On Tuesday, 7 June 2022 at 18:37:13 UTC, Steven Schveighoffer
wrote:
My very common use of `scope(failure)` for my DB code:
```d
conn.exec("START TRANSACTION");
scope(success) conn.exec("COMMIT");
scope(failure) conn.exec("ROLLBACK");
```
This is hard to encapsulate into a type, as dtors only hook
`scope(exit)` essentially.
-Steve
That's fine as the Throwable is still thrown but since
`scope(failure)` acts as like catch-block, people may use it as
replacement if there is something more to do.

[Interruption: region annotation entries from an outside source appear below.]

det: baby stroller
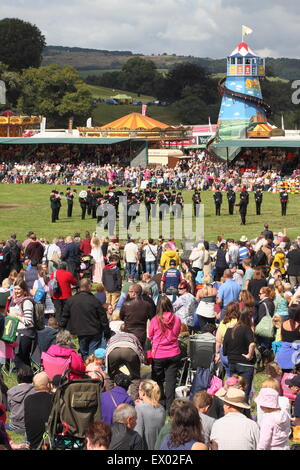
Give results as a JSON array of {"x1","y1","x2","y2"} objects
[
  {"x1": 42, "y1": 376, "x2": 103, "y2": 450},
  {"x1": 176, "y1": 333, "x2": 222, "y2": 398},
  {"x1": 79, "y1": 255, "x2": 95, "y2": 281}
]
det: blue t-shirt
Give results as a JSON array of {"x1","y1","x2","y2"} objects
[
  {"x1": 217, "y1": 279, "x2": 241, "y2": 320},
  {"x1": 160, "y1": 436, "x2": 197, "y2": 450}
]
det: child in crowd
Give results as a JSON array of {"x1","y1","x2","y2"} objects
[
  {"x1": 255, "y1": 388, "x2": 291, "y2": 450},
  {"x1": 85, "y1": 348, "x2": 107, "y2": 390}
]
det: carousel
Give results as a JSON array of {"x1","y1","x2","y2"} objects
[{"x1": 0, "y1": 111, "x2": 42, "y2": 137}]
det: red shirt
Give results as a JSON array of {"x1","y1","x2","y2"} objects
[
  {"x1": 80, "y1": 238, "x2": 92, "y2": 255},
  {"x1": 50, "y1": 269, "x2": 77, "y2": 300}
]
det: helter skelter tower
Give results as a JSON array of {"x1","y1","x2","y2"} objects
[{"x1": 215, "y1": 41, "x2": 271, "y2": 142}]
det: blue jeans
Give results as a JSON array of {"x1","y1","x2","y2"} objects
[
  {"x1": 229, "y1": 364, "x2": 254, "y2": 400},
  {"x1": 78, "y1": 333, "x2": 102, "y2": 360},
  {"x1": 146, "y1": 261, "x2": 157, "y2": 276},
  {"x1": 126, "y1": 262, "x2": 138, "y2": 279}
]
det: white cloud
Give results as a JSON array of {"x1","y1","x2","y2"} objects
[{"x1": 0, "y1": 0, "x2": 300, "y2": 58}]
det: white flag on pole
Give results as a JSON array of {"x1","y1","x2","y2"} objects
[{"x1": 242, "y1": 24, "x2": 253, "y2": 36}]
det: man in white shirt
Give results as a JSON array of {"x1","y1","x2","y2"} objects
[
  {"x1": 210, "y1": 387, "x2": 259, "y2": 450},
  {"x1": 123, "y1": 239, "x2": 139, "y2": 280}
]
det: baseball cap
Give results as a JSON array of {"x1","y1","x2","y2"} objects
[
  {"x1": 94, "y1": 348, "x2": 106, "y2": 359},
  {"x1": 285, "y1": 375, "x2": 300, "y2": 388}
]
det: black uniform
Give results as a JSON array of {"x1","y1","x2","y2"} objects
[
  {"x1": 66, "y1": 188, "x2": 74, "y2": 217},
  {"x1": 227, "y1": 188, "x2": 236, "y2": 215},
  {"x1": 79, "y1": 197, "x2": 88, "y2": 220},
  {"x1": 237, "y1": 192, "x2": 249, "y2": 225},
  {"x1": 280, "y1": 189, "x2": 289, "y2": 216},
  {"x1": 214, "y1": 191, "x2": 223, "y2": 215},
  {"x1": 192, "y1": 191, "x2": 201, "y2": 217},
  {"x1": 50, "y1": 191, "x2": 58, "y2": 223},
  {"x1": 254, "y1": 189, "x2": 263, "y2": 215}
]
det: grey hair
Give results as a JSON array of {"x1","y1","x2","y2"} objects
[
  {"x1": 56, "y1": 330, "x2": 72, "y2": 348},
  {"x1": 113, "y1": 404, "x2": 137, "y2": 423}
]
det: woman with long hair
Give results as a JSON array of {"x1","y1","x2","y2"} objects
[
  {"x1": 274, "y1": 279, "x2": 290, "y2": 320},
  {"x1": 134, "y1": 380, "x2": 166, "y2": 450},
  {"x1": 91, "y1": 233, "x2": 105, "y2": 283},
  {"x1": 196, "y1": 276, "x2": 218, "y2": 329},
  {"x1": 215, "y1": 302, "x2": 240, "y2": 377},
  {"x1": 160, "y1": 402, "x2": 208, "y2": 450},
  {"x1": 223, "y1": 309, "x2": 255, "y2": 398},
  {"x1": 148, "y1": 295, "x2": 181, "y2": 410},
  {"x1": 9, "y1": 278, "x2": 37, "y2": 369}
]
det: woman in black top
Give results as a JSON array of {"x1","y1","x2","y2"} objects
[{"x1": 223, "y1": 309, "x2": 255, "y2": 398}]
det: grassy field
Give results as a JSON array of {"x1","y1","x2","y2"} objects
[{"x1": 0, "y1": 184, "x2": 300, "y2": 240}]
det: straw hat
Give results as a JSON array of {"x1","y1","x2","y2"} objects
[{"x1": 219, "y1": 387, "x2": 251, "y2": 410}]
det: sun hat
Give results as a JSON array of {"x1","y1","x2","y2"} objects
[
  {"x1": 285, "y1": 375, "x2": 300, "y2": 388},
  {"x1": 255, "y1": 388, "x2": 279, "y2": 409},
  {"x1": 219, "y1": 387, "x2": 251, "y2": 410},
  {"x1": 94, "y1": 348, "x2": 106, "y2": 359}
]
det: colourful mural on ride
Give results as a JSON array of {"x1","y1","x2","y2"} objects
[{"x1": 216, "y1": 42, "x2": 271, "y2": 142}]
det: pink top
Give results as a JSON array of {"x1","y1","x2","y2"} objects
[
  {"x1": 148, "y1": 312, "x2": 181, "y2": 359},
  {"x1": 257, "y1": 410, "x2": 291, "y2": 450}
]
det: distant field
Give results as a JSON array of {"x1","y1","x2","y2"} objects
[
  {"x1": 88, "y1": 85, "x2": 155, "y2": 102},
  {"x1": 0, "y1": 184, "x2": 300, "y2": 240},
  {"x1": 92, "y1": 103, "x2": 180, "y2": 126}
]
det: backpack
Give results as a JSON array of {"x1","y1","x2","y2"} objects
[
  {"x1": 9, "y1": 241, "x2": 21, "y2": 263},
  {"x1": 22, "y1": 297, "x2": 45, "y2": 331},
  {"x1": 46, "y1": 379, "x2": 102, "y2": 449},
  {"x1": 42, "y1": 352, "x2": 72, "y2": 380},
  {"x1": 33, "y1": 280, "x2": 47, "y2": 303},
  {"x1": 48, "y1": 271, "x2": 61, "y2": 297}
]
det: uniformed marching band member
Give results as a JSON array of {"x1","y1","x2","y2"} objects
[
  {"x1": 236, "y1": 188, "x2": 249, "y2": 225},
  {"x1": 227, "y1": 186, "x2": 236, "y2": 215},
  {"x1": 254, "y1": 187, "x2": 263, "y2": 215},
  {"x1": 279, "y1": 188, "x2": 289, "y2": 216},
  {"x1": 174, "y1": 192, "x2": 184, "y2": 219},
  {"x1": 79, "y1": 190, "x2": 88, "y2": 220},
  {"x1": 66, "y1": 188, "x2": 74, "y2": 217},
  {"x1": 214, "y1": 188, "x2": 223, "y2": 216},
  {"x1": 192, "y1": 189, "x2": 201, "y2": 217}
]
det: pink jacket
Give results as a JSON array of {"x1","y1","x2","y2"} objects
[
  {"x1": 148, "y1": 312, "x2": 181, "y2": 359},
  {"x1": 257, "y1": 410, "x2": 291, "y2": 450},
  {"x1": 45, "y1": 344, "x2": 85, "y2": 380}
]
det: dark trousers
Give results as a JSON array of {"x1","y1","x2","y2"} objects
[
  {"x1": 228, "y1": 202, "x2": 234, "y2": 215},
  {"x1": 240, "y1": 212, "x2": 247, "y2": 225},
  {"x1": 229, "y1": 363, "x2": 254, "y2": 400},
  {"x1": 15, "y1": 336, "x2": 35, "y2": 370},
  {"x1": 78, "y1": 333, "x2": 102, "y2": 361},
  {"x1": 108, "y1": 348, "x2": 141, "y2": 380},
  {"x1": 68, "y1": 203, "x2": 73, "y2": 217},
  {"x1": 151, "y1": 354, "x2": 181, "y2": 411},
  {"x1": 53, "y1": 299, "x2": 67, "y2": 325},
  {"x1": 256, "y1": 202, "x2": 261, "y2": 215},
  {"x1": 281, "y1": 202, "x2": 287, "y2": 215}
]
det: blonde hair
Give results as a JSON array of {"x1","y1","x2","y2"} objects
[
  {"x1": 260, "y1": 377, "x2": 280, "y2": 393},
  {"x1": 140, "y1": 379, "x2": 160, "y2": 406}
]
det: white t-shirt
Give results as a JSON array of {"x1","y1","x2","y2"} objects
[
  {"x1": 143, "y1": 245, "x2": 157, "y2": 263},
  {"x1": 124, "y1": 242, "x2": 138, "y2": 263}
]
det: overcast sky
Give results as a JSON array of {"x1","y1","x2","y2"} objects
[{"x1": 0, "y1": 0, "x2": 300, "y2": 58}]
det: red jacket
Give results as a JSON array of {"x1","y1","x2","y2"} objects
[
  {"x1": 50, "y1": 269, "x2": 77, "y2": 300},
  {"x1": 80, "y1": 238, "x2": 92, "y2": 255}
]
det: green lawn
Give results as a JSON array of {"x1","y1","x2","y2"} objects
[{"x1": 0, "y1": 184, "x2": 300, "y2": 241}]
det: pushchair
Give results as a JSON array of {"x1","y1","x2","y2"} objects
[
  {"x1": 176, "y1": 333, "x2": 222, "y2": 397},
  {"x1": 79, "y1": 255, "x2": 95, "y2": 281},
  {"x1": 42, "y1": 375, "x2": 103, "y2": 450}
]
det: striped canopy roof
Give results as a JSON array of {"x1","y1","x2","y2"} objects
[{"x1": 101, "y1": 113, "x2": 170, "y2": 130}]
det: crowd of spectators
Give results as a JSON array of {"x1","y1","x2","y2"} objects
[{"x1": 0, "y1": 225, "x2": 300, "y2": 450}]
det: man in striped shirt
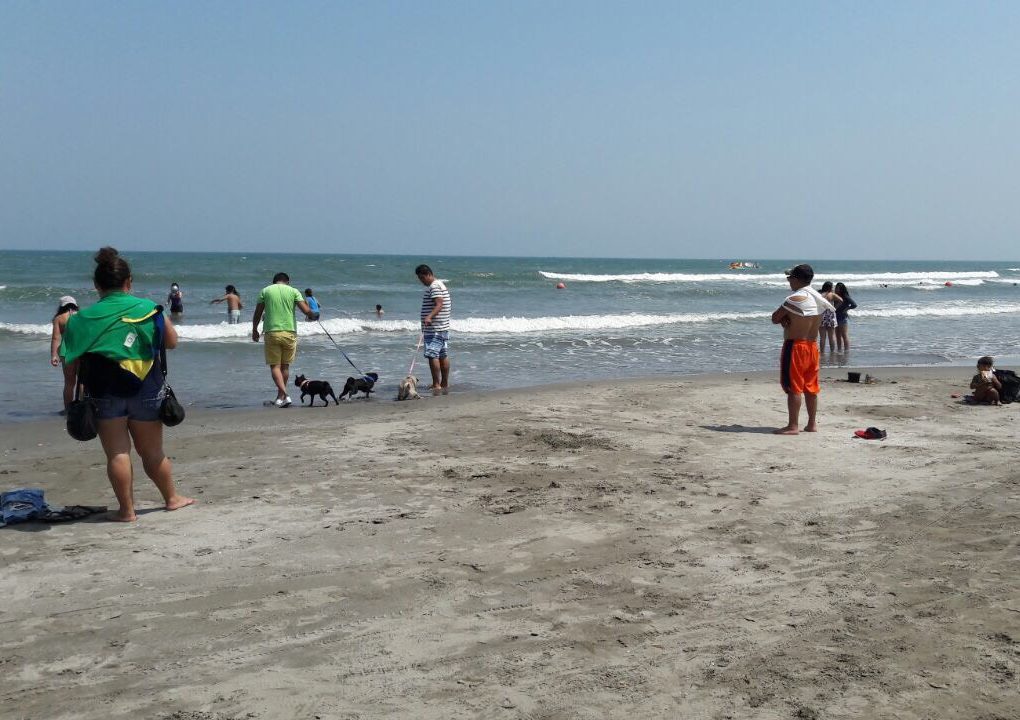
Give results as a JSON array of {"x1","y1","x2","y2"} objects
[{"x1": 414, "y1": 265, "x2": 451, "y2": 395}]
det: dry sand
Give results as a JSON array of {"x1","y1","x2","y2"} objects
[{"x1": 0, "y1": 368, "x2": 1020, "y2": 720}]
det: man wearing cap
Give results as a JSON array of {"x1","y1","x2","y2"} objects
[{"x1": 772, "y1": 264, "x2": 835, "y2": 435}]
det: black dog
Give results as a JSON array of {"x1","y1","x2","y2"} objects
[
  {"x1": 294, "y1": 375, "x2": 344, "y2": 407},
  {"x1": 340, "y1": 372, "x2": 379, "y2": 400}
]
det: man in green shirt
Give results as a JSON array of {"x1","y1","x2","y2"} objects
[{"x1": 252, "y1": 272, "x2": 312, "y2": 408}]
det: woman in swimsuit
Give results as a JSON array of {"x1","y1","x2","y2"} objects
[
  {"x1": 50, "y1": 295, "x2": 78, "y2": 415},
  {"x1": 835, "y1": 282, "x2": 857, "y2": 353},
  {"x1": 818, "y1": 280, "x2": 842, "y2": 353}
]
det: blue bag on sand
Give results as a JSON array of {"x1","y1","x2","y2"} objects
[{"x1": 0, "y1": 487, "x2": 50, "y2": 526}]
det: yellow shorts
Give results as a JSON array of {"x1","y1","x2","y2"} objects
[{"x1": 265, "y1": 330, "x2": 298, "y2": 365}]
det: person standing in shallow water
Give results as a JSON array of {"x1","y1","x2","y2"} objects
[
  {"x1": 60, "y1": 248, "x2": 195, "y2": 522},
  {"x1": 772, "y1": 265, "x2": 835, "y2": 435},
  {"x1": 414, "y1": 265, "x2": 452, "y2": 395},
  {"x1": 835, "y1": 282, "x2": 857, "y2": 353},
  {"x1": 50, "y1": 295, "x2": 78, "y2": 415},
  {"x1": 209, "y1": 285, "x2": 244, "y2": 325},
  {"x1": 166, "y1": 282, "x2": 185, "y2": 320}
]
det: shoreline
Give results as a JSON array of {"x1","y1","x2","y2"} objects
[
  {"x1": 0, "y1": 368, "x2": 1020, "y2": 720},
  {"x1": 0, "y1": 358, "x2": 987, "y2": 431}
]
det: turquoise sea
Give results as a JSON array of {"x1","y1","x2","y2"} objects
[{"x1": 0, "y1": 249, "x2": 1020, "y2": 422}]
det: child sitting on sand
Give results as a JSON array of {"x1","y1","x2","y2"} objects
[{"x1": 970, "y1": 355, "x2": 1003, "y2": 405}]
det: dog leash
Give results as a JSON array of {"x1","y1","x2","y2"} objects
[
  {"x1": 407, "y1": 330, "x2": 425, "y2": 375},
  {"x1": 315, "y1": 320, "x2": 367, "y2": 377}
]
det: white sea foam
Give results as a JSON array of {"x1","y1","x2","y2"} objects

I personally like the clean, short syntax when I don't care about
the actual exception or if I know the called function has already
handled the exception and just rethrows it:
```d
bool fun() {
scope(failure) {
// do something
return false;
}
badCode();
return true;
}
```
I know this is bad as I'm capturing a possible error here - but
this is what an unexperienced coder would do, because it works.
The better approach would be to use `scope(exception)` (not
typed, just as keyword) that allows to act only on Exceptions so
one cannot break Exception vs Error paradigma and this also
clarifies that usage of `scope(failure)` is potentially dangerous
if you return from it.
Anyway, I just put that here - maybe you mention it in your blog.